Perspectives et recommandations

Pour un employeur public, la séquence utile des prochains mois tient en trois gestes. D’abord réaliser l’autodiagnostic, gratuit et rapide, pour objectiver son point de départ. Ensuite prendre l’attache du directeur territorial au handicap de sa région, désormais identifiable partout, afin d’examiner l’opportunité d’une convention sous le nouveau format. Enfin inscrire son référent handicap à l’une des sessions régionales, et engager en parallèle la fiabilisation des données déclaratives en vue du changement d’outil annoncé pour l’exercice suivant.

Une réserve de méthode s’impose : les mesures présentées relèvent d’un communiqué institutionnel et non d’un texte réglementaire. Le cadre légal de l’obligation d’emploi, lui, est inchangé. Les employeurs doivent donc traiter ces annonces comme des évolutions de l’offre de services du fonds, à vérifier au cas par cas auprès de leur interlocuteur territorial, et non comme de nouvelles obligations juridiques.

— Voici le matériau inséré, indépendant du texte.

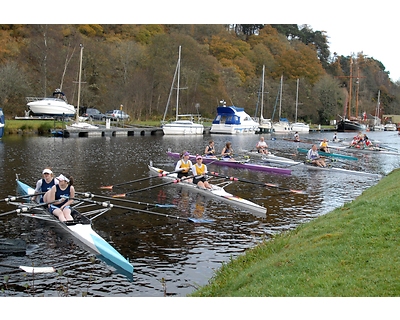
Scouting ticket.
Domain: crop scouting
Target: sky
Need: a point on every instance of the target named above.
(351, 26)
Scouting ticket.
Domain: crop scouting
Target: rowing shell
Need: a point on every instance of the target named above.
(81, 229)
(235, 164)
(326, 154)
(217, 192)
(376, 150)
(275, 159)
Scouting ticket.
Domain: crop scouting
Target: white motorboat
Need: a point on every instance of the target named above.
(233, 120)
(56, 106)
(181, 125)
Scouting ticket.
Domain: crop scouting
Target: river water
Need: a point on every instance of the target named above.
(170, 257)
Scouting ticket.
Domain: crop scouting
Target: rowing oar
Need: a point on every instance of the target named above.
(111, 205)
(13, 198)
(31, 269)
(90, 195)
(122, 195)
(163, 174)
(216, 174)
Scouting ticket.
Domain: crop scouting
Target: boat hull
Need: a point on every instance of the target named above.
(85, 234)
(217, 192)
(235, 164)
(332, 155)
(183, 127)
(52, 107)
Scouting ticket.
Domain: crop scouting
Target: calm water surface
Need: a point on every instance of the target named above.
(170, 257)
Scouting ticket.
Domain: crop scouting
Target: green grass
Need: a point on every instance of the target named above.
(351, 252)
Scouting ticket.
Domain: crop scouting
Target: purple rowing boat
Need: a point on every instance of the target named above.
(235, 164)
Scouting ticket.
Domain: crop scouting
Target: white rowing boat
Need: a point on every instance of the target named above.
(274, 159)
(81, 228)
(217, 192)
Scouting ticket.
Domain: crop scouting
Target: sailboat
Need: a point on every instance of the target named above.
(299, 126)
(79, 124)
(2, 123)
(283, 125)
(378, 126)
(180, 126)
(265, 125)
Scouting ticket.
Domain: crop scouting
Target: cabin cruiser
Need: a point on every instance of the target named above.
(52, 106)
(233, 120)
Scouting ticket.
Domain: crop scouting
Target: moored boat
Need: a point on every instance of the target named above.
(51, 106)
(217, 192)
(233, 120)
(236, 164)
(80, 228)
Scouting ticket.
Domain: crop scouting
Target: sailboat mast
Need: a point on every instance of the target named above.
(177, 86)
(262, 94)
(280, 99)
(350, 86)
(297, 99)
(79, 83)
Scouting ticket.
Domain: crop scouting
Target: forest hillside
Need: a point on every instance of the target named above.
(133, 66)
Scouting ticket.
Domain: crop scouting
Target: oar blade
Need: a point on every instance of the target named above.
(298, 191)
(38, 269)
(120, 195)
(200, 220)
(106, 187)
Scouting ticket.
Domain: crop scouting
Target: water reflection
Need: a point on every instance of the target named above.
(182, 253)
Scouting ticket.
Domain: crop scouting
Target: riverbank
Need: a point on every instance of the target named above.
(351, 252)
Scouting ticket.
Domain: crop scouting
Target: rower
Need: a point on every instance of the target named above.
(314, 157)
(185, 164)
(323, 146)
(199, 171)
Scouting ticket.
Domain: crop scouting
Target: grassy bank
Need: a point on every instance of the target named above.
(351, 252)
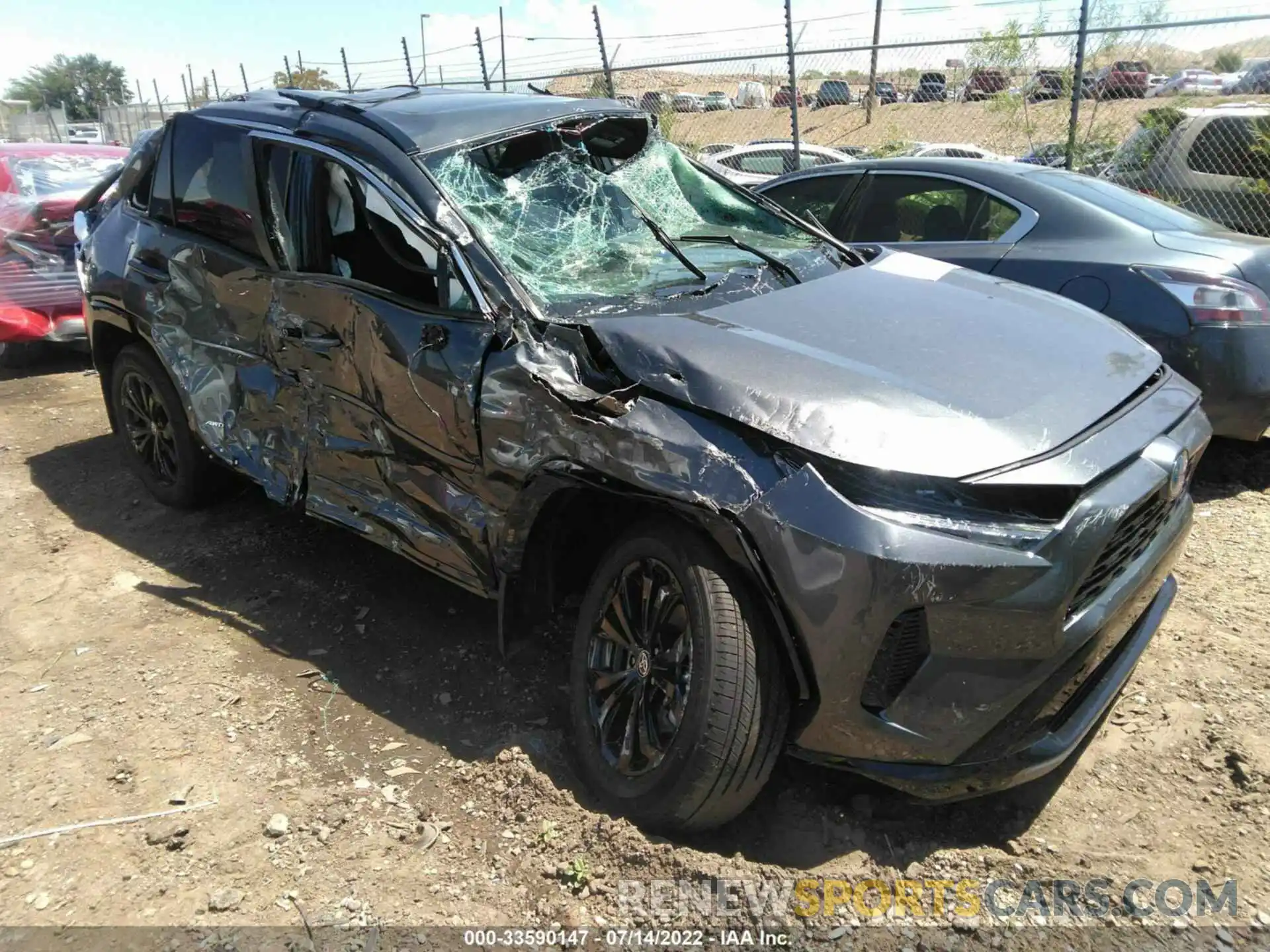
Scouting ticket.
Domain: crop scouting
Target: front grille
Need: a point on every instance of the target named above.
(1129, 541)
(904, 651)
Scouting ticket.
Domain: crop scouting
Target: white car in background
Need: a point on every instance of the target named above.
(952, 150)
(1188, 83)
(714, 149)
(760, 161)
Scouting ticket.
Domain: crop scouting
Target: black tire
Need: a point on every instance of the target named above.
(175, 465)
(736, 707)
(15, 356)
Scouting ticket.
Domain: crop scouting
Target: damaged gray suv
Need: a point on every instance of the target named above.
(878, 510)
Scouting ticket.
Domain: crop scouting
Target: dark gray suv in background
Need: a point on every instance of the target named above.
(890, 513)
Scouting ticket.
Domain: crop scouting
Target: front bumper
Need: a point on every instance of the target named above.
(1034, 760)
(1011, 636)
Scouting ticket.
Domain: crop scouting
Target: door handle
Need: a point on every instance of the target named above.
(148, 270)
(433, 337)
(320, 342)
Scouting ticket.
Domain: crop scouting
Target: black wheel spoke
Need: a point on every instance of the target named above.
(639, 668)
(149, 427)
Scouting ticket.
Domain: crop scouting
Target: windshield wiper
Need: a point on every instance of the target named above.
(773, 260)
(667, 241)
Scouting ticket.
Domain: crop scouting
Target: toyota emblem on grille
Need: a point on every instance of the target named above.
(1177, 475)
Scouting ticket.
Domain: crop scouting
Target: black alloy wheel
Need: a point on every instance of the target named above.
(677, 692)
(149, 428)
(640, 668)
(150, 422)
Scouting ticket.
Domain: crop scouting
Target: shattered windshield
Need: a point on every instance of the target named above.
(52, 175)
(586, 230)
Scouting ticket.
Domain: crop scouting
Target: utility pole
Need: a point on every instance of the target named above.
(423, 48)
(789, 50)
(870, 95)
(603, 56)
(502, 48)
(1078, 85)
(480, 52)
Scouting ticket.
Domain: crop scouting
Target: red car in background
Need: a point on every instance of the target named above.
(1124, 79)
(40, 291)
(784, 98)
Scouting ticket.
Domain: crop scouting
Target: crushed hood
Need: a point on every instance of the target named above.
(907, 364)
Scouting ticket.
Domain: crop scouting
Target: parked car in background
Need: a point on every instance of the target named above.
(896, 516)
(931, 88)
(752, 95)
(886, 93)
(1090, 158)
(1212, 161)
(656, 102)
(1046, 84)
(784, 98)
(833, 93)
(1195, 292)
(757, 163)
(40, 292)
(1255, 79)
(85, 134)
(1123, 79)
(951, 150)
(984, 83)
(687, 103)
(1188, 83)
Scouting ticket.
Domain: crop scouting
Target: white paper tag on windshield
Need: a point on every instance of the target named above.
(913, 266)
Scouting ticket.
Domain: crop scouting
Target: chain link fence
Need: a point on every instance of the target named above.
(1170, 102)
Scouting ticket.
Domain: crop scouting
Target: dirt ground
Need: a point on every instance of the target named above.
(1007, 127)
(269, 664)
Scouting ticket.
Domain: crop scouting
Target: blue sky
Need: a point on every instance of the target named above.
(155, 41)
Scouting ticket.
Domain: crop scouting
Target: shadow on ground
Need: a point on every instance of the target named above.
(299, 588)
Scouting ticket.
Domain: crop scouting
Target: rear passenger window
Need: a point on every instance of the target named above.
(210, 183)
(812, 196)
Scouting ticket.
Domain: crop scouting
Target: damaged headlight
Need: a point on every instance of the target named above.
(1015, 535)
(1016, 517)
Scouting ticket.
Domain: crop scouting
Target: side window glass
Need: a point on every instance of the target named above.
(812, 197)
(1226, 147)
(916, 208)
(210, 183)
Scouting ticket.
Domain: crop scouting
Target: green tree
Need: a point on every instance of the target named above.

Mini-FAQ : ce qui change pour les employeurs publics

Faut-il changer d’outil pour la déclaration dès cette année ?
Non. Le nouveau système d’information consacré à la déclaration et au calcul des contributions est annoncé pour l’exercice suivant, pas pour la campagne en cours. Le système déjà mis en service concerne la gestion des conventions, ce qui est un dispositif distinct.
Un petit employeur public a-t-il intérêt à se conventionner ?
C’est l’un des objectifs affichés du nouveau modèle : plan d’action simplifié, disparition des fiches actions et bilan annuel allégé réduisent la charge administrative. L’autodiagnostic gratuit permet de mesurer l’écart au seuil avant d’engager la démarche auprès du directeur territorial au handicap de la région.
Qui peut suivre la formation référent handicap financée par le fonds ?
Elle s’adresse aux référents handicap en poste dans les trois versants de la fonction publique qui n’ont pas suivi de formation initiale, ainsi qu’aux référents récemment nommés. Elle est financée par le fonds et proposée en région, sur un format court de deux journées.